The idle stabilizer only compensates for poor tune. You don't need it. If the module should short out to ground, it'll advance your timing about 15 degrees and almost instantly grenade your power head. I think that's why they don't sell them any more.

You might have had a slug of oily fuel in the carbs or carboned up a coupla plugs on the first blast off. Don't worry about it. These things don't really like to idle a long time. They have a very strong ignition system and will usually clean out in a few seconds when you can it.

I'm serious about backing it down to 23 degrees. Peak timing is an engine determined thing. Some engines might want 35 degrees, and inline 6 merc better be below 20. 23 is about where yours wants to be. 24 is pushing it.
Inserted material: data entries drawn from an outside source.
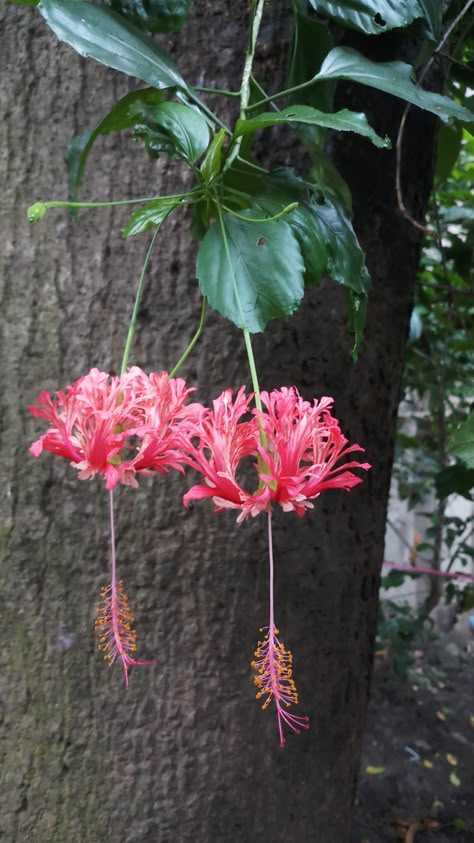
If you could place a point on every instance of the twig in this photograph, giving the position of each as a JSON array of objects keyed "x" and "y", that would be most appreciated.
[{"x": 401, "y": 130}]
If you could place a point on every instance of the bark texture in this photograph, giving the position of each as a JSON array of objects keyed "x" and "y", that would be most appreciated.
[{"x": 186, "y": 754}]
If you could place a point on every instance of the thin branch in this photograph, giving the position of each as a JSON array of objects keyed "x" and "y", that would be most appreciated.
[{"x": 398, "y": 181}]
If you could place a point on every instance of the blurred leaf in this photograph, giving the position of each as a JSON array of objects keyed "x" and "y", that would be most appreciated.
[
  {"x": 153, "y": 15},
  {"x": 394, "y": 77},
  {"x": 462, "y": 441},
  {"x": 459, "y": 823},
  {"x": 447, "y": 149},
  {"x": 97, "y": 32},
  {"x": 455, "y": 480}
]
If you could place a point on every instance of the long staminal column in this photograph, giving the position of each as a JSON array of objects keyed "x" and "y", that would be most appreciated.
[
  {"x": 274, "y": 666},
  {"x": 116, "y": 636}
]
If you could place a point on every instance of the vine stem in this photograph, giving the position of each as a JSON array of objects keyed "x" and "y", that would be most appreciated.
[
  {"x": 133, "y": 321},
  {"x": 193, "y": 342},
  {"x": 246, "y": 76},
  {"x": 245, "y": 330}
]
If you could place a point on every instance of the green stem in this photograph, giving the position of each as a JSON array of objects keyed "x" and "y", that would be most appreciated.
[
  {"x": 253, "y": 369},
  {"x": 284, "y": 93},
  {"x": 247, "y": 72},
  {"x": 246, "y": 333},
  {"x": 210, "y": 114},
  {"x": 221, "y": 91},
  {"x": 193, "y": 341},
  {"x": 138, "y": 296}
]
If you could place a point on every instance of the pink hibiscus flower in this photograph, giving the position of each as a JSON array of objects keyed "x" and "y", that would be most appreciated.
[
  {"x": 304, "y": 452},
  {"x": 92, "y": 421}
]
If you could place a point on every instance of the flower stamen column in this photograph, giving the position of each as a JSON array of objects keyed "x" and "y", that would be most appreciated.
[
  {"x": 114, "y": 622},
  {"x": 274, "y": 665}
]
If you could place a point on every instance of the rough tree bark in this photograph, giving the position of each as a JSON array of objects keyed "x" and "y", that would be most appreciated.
[{"x": 186, "y": 754}]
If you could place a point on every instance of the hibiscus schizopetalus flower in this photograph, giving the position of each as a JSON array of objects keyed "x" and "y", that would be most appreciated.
[
  {"x": 116, "y": 636},
  {"x": 300, "y": 448},
  {"x": 273, "y": 666},
  {"x": 114, "y": 426}
]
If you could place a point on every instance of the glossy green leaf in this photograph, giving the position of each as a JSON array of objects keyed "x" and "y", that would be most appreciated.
[
  {"x": 174, "y": 128},
  {"x": 370, "y": 16},
  {"x": 122, "y": 116},
  {"x": 328, "y": 243},
  {"x": 307, "y": 233},
  {"x": 150, "y": 216},
  {"x": 463, "y": 441},
  {"x": 97, "y": 32},
  {"x": 211, "y": 166},
  {"x": 394, "y": 77},
  {"x": 266, "y": 279},
  {"x": 340, "y": 121},
  {"x": 433, "y": 14},
  {"x": 153, "y": 15},
  {"x": 312, "y": 41}
]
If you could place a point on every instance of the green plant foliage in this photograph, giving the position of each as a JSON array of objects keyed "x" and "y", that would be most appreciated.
[
  {"x": 175, "y": 129},
  {"x": 150, "y": 216},
  {"x": 400, "y": 631},
  {"x": 97, "y": 32},
  {"x": 341, "y": 121},
  {"x": 153, "y": 15},
  {"x": 394, "y": 77},
  {"x": 371, "y": 16},
  {"x": 462, "y": 444},
  {"x": 455, "y": 480},
  {"x": 122, "y": 116},
  {"x": 251, "y": 272}
]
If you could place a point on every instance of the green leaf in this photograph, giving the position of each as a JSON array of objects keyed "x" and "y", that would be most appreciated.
[
  {"x": 371, "y": 16},
  {"x": 433, "y": 13},
  {"x": 327, "y": 240},
  {"x": 447, "y": 149},
  {"x": 123, "y": 115},
  {"x": 394, "y": 77},
  {"x": 311, "y": 43},
  {"x": 266, "y": 279},
  {"x": 97, "y": 32},
  {"x": 341, "y": 121},
  {"x": 175, "y": 129},
  {"x": 463, "y": 441},
  {"x": 153, "y": 15},
  {"x": 150, "y": 216},
  {"x": 211, "y": 166},
  {"x": 455, "y": 480}
]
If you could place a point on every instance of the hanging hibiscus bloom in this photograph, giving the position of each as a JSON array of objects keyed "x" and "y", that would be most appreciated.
[
  {"x": 300, "y": 448},
  {"x": 92, "y": 423}
]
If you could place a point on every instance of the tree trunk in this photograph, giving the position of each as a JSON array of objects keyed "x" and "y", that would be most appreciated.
[{"x": 185, "y": 754}]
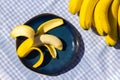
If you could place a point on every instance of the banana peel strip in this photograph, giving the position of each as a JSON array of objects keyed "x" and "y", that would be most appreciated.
[{"x": 48, "y": 25}]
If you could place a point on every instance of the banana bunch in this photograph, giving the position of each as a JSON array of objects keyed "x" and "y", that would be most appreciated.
[
  {"x": 104, "y": 15},
  {"x": 37, "y": 39}
]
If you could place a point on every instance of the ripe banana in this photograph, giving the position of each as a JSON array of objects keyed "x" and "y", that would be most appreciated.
[
  {"x": 74, "y": 6},
  {"x": 23, "y": 30},
  {"x": 51, "y": 50},
  {"x": 48, "y": 39},
  {"x": 23, "y": 49},
  {"x": 26, "y": 31},
  {"x": 48, "y": 25},
  {"x": 101, "y": 16},
  {"x": 86, "y": 13},
  {"x": 112, "y": 37},
  {"x": 40, "y": 61}
]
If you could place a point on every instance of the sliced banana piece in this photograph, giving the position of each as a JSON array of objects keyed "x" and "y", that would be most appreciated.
[
  {"x": 51, "y": 50},
  {"x": 48, "y": 39},
  {"x": 40, "y": 61},
  {"x": 23, "y": 49},
  {"x": 23, "y": 30},
  {"x": 48, "y": 25}
]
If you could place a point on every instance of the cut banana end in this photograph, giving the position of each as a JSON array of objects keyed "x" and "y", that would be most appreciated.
[
  {"x": 22, "y": 30},
  {"x": 110, "y": 41},
  {"x": 48, "y": 25},
  {"x": 51, "y": 50},
  {"x": 23, "y": 49},
  {"x": 40, "y": 61},
  {"x": 49, "y": 40}
]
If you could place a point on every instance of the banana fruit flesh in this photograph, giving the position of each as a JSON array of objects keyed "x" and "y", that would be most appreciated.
[
  {"x": 75, "y": 6},
  {"x": 48, "y": 25},
  {"x": 35, "y": 40},
  {"x": 101, "y": 17},
  {"x": 112, "y": 37},
  {"x": 86, "y": 13}
]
The only time the advance part of the timing module might be useful is if you're propped real steep, and want to mush along at half throttle pulling a load, like skiing. I'm not real sure it would even make a difference.

My oil-alert module chit the bit a coupla weeks ago. I had one off'n an EFI engine. With a little cutting and splicing, it went on and works fine.

I have 2 props for my XR4. A 22 and a 24. I use the 24 in the spring, and when I'm light. In the summer if I'm heavy, as in going camping, or carrying a heavy passenger, or skiing, I put the 22 on. I'm looking for a 20 for skiing, just to let the engine spin a little easier. Right now the floor is starting to delaminate, which weakens the superstructure that pulls the pylon, so the ski prop in on the back burner till I split the durned boat and put a coosa floor in it.

The regulator module is a TSR device, and doesn't give off much heat. Anywhere you can find to mount it is fine.